The Diplomatic Academy was part of the Foreign and Commonwealth Office (FCO) of the United Kingdom. It was renamed the International Academy following the merger of the FCO and the Department for International Development (DFID) in September 2020 to form the new Foreign, Commonwealth and Development Office (FCDO).

The creation of a new Diplomatic Academy was announced in a speech by William Hague, Secretary of State for Foreign and Commonwealth Affairs, on 19 September 2013 on the occasion of the opening of the FCO's new Language Centre.  The Academy began operating in 2014 and was opened officially by Foreign Secretary Philip Hammond on 10 February 2015. The Academy was a Directorate of the FCO. The first Director of the Academy (2014–17) was Jon Davies. His successor as Director (2017-20) was Jon Benjamin.

The  Academy was originally structured into 11 thematic areas, or "Faculties": These were: International Policy, Diplomatic Practice, States and Societies, Understanding the UK, Consular and Crisis Management, Economics and Prosperity, Europe, Multilateral, Security Defence and Intelligence, Law, and Languages. A twelfth Faculty - Trade Policy and Negotiations - was added in 2016 after the UK vote to leave the European Union.

In 2017 the  Academy absorbed further internal responsibilities for management and leadership training and for the FCO's overseas network of Regional Learning & Development Teams, which became the Diplomatic Academy Regional Teams (DARTs).  The Diplomatic Academy became the principal learning and development (L&D) organisation of the FCO.

The administrative offices and training rooms of what is now the International Academy are located in the main building of the FCDO in King Charles Street, London.  A new learning facility named the Mayhew Theatre (after Baroness Cicely Mayhew, the UK's first woman diplomat) was officially opened on 4 March 2019 by Prince William, Duke of Cambridge. The theatre was given this name following a vote of FCO staff.

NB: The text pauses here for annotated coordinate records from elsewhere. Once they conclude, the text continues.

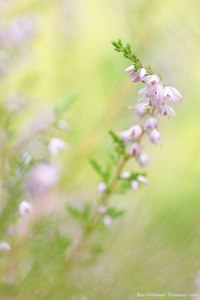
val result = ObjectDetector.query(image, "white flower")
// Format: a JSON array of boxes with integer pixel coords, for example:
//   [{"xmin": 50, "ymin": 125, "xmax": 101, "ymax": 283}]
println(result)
[
  {"xmin": 25, "ymin": 163, "xmax": 59, "ymax": 197},
  {"xmin": 138, "ymin": 153, "xmax": 151, "ymax": 167},
  {"xmin": 129, "ymin": 125, "xmax": 143, "ymax": 141},
  {"xmin": 97, "ymin": 182, "xmax": 107, "ymax": 194},
  {"xmin": 135, "ymin": 102, "xmax": 147, "ymax": 118},
  {"xmin": 48, "ymin": 138, "xmax": 67, "ymax": 155},
  {"xmin": 103, "ymin": 216, "xmax": 112, "ymax": 227},
  {"xmin": 159, "ymin": 104, "xmax": 176, "ymax": 117},
  {"xmin": 144, "ymin": 75, "xmax": 160, "ymax": 85},
  {"xmin": 0, "ymin": 241, "xmax": 11, "ymax": 251},
  {"xmin": 150, "ymin": 129, "xmax": 162, "ymax": 144},
  {"xmin": 131, "ymin": 180, "xmax": 138, "ymax": 191},
  {"xmin": 137, "ymin": 175, "xmax": 149, "ymax": 184},
  {"xmin": 129, "ymin": 143, "xmax": 142, "ymax": 157},
  {"xmin": 98, "ymin": 205, "xmax": 107, "ymax": 214},
  {"xmin": 120, "ymin": 171, "xmax": 131, "ymax": 179},
  {"xmin": 144, "ymin": 118, "xmax": 158, "ymax": 131},
  {"xmin": 19, "ymin": 201, "xmax": 32, "ymax": 216},
  {"xmin": 164, "ymin": 86, "xmax": 182, "ymax": 102}
]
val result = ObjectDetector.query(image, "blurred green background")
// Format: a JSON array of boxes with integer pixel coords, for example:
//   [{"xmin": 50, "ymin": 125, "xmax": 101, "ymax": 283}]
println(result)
[{"xmin": 1, "ymin": 0, "xmax": 200, "ymax": 300}]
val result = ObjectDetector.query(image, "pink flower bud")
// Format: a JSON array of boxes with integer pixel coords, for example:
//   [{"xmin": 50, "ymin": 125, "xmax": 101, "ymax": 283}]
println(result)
[
  {"xmin": 129, "ymin": 143, "xmax": 141, "ymax": 157},
  {"xmin": 144, "ymin": 75, "xmax": 160, "ymax": 85},
  {"xmin": 97, "ymin": 182, "xmax": 107, "ymax": 194},
  {"xmin": 144, "ymin": 118, "xmax": 158, "ymax": 131},
  {"xmin": 159, "ymin": 104, "xmax": 176, "ymax": 117},
  {"xmin": 137, "ymin": 175, "xmax": 149, "ymax": 184},
  {"xmin": 150, "ymin": 129, "xmax": 162, "ymax": 144},
  {"xmin": 48, "ymin": 138, "xmax": 67, "ymax": 155},
  {"xmin": 25, "ymin": 163, "xmax": 59, "ymax": 198},
  {"xmin": 103, "ymin": 216, "xmax": 112, "ymax": 227},
  {"xmin": 138, "ymin": 153, "xmax": 151, "ymax": 167},
  {"xmin": 131, "ymin": 180, "xmax": 138, "ymax": 191},
  {"xmin": 98, "ymin": 205, "xmax": 107, "ymax": 214},
  {"xmin": 135, "ymin": 102, "xmax": 147, "ymax": 118},
  {"xmin": 164, "ymin": 86, "xmax": 182, "ymax": 102},
  {"xmin": 120, "ymin": 171, "xmax": 131, "ymax": 179},
  {"xmin": 129, "ymin": 125, "xmax": 143, "ymax": 141},
  {"xmin": 124, "ymin": 65, "xmax": 134, "ymax": 73}
]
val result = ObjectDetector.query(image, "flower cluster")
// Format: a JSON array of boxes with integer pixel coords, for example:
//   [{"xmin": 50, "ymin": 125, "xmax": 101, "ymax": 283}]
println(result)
[{"xmin": 119, "ymin": 65, "xmax": 182, "ymax": 190}]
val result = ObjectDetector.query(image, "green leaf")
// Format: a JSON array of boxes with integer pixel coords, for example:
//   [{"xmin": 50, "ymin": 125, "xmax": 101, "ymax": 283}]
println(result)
[
  {"xmin": 107, "ymin": 207, "xmax": 126, "ymax": 219},
  {"xmin": 55, "ymin": 91, "xmax": 77, "ymax": 115},
  {"xmin": 66, "ymin": 203, "xmax": 91, "ymax": 222}
]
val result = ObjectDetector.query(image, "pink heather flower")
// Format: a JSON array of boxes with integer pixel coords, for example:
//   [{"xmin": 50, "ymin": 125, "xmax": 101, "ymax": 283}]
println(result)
[
  {"xmin": 58, "ymin": 120, "xmax": 69, "ymax": 131},
  {"xmin": 25, "ymin": 163, "xmax": 59, "ymax": 197},
  {"xmin": 138, "ymin": 82, "xmax": 163, "ymax": 106},
  {"xmin": 119, "ymin": 130, "xmax": 132, "ymax": 144},
  {"xmin": 97, "ymin": 182, "xmax": 107, "ymax": 194},
  {"xmin": 120, "ymin": 171, "xmax": 131, "ymax": 179},
  {"xmin": 48, "ymin": 138, "xmax": 67, "ymax": 155},
  {"xmin": 150, "ymin": 129, "xmax": 162, "ymax": 144},
  {"xmin": 98, "ymin": 205, "xmax": 107, "ymax": 214},
  {"xmin": 164, "ymin": 86, "xmax": 182, "ymax": 102},
  {"xmin": 144, "ymin": 75, "xmax": 160, "ymax": 86},
  {"xmin": 129, "ymin": 143, "xmax": 141, "ymax": 157},
  {"xmin": 144, "ymin": 118, "xmax": 158, "ymax": 131},
  {"xmin": 129, "ymin": 125, "xmax": 143, "ymax": 141},
  {"xmin": 140, "ymin": 68, "xmax": 147, "ymax": 80},
  {"xmin": 135, "ymin": 102, "xmax": 147, "ymax": 118},
  {"xmin": 129, "ymin": 71, "xmax": 140, "ymax": 82},
  {"xmin": 103, "ymin": 216, "xmax": 112, "ymax": 227},
  {"xmin": 131, "ymin": 180, "xmax": 138, "ymax": 191},
  {"xmin": 138, "ymin": 153, "xmax": 151, "ymax": 167},
  {"xmin": 137, "ymin": 175, "xmax": 149, "ymax": 184},
  {"xmin": 158, "ymin": 104, "xmax": 176, "ymax": 117},
  {"xmin": 6, "ymin": 225, "xmax": 17, "ymax": 235},
  {"xmin": 0, "ymin": 241, "xmax": 11, "ymax": 252},
  {"xmin": 19, "ymin": 201, "xmax": 32, "ymax": 216},
  {"xmin": 124, "ymin": 65, "xmax": 134, "ymax": 73}
]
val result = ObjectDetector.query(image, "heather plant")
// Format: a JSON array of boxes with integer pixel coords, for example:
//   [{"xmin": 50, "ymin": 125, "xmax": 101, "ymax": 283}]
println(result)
[{"xmin": 0, "ymin": 30, "xmax": 182, "ymax": 299}]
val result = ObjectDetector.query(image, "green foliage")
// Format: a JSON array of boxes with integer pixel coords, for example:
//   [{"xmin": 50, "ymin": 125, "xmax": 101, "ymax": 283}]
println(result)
[
  {"xmin": 66, "ymin": 203, "xmax": 91, "ymax": 222},
  {"xmin": 106, "ymin": 207, "xmax": 126, "ymax": 219},
  {"xmin": 111, "ymin": 39, "xmax": 153, "ymax": 75},
  {"xmin": 55, "ymin": 90, "xmax": 77, "ymax": 117}
]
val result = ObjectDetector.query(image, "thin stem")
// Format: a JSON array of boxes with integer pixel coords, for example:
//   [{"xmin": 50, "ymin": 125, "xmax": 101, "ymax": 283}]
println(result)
[{"xmin": 64, "ymin": 154, "xmax": 130, "ymax": 270}]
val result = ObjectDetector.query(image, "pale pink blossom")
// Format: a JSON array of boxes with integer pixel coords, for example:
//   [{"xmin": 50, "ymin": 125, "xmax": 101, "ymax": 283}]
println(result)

The  Academy's face-to-face and online programmes are aimed at FCDO employees and employees of other UK government departments and agencies who are working in international roles.  It does not offer external enrolment on face-to-face courses, but it has experimented with the concept of the Massive Open Online Course and has released two public courses. The first, entitled Diplomacy in the 21st Century, was developed with the Open University and ran on the FutureLearn platform in January–March and May-July 2019 with over 13,500 registrations in total. A second course entitled Introduction to British Diplomacy ran in February and May 2020.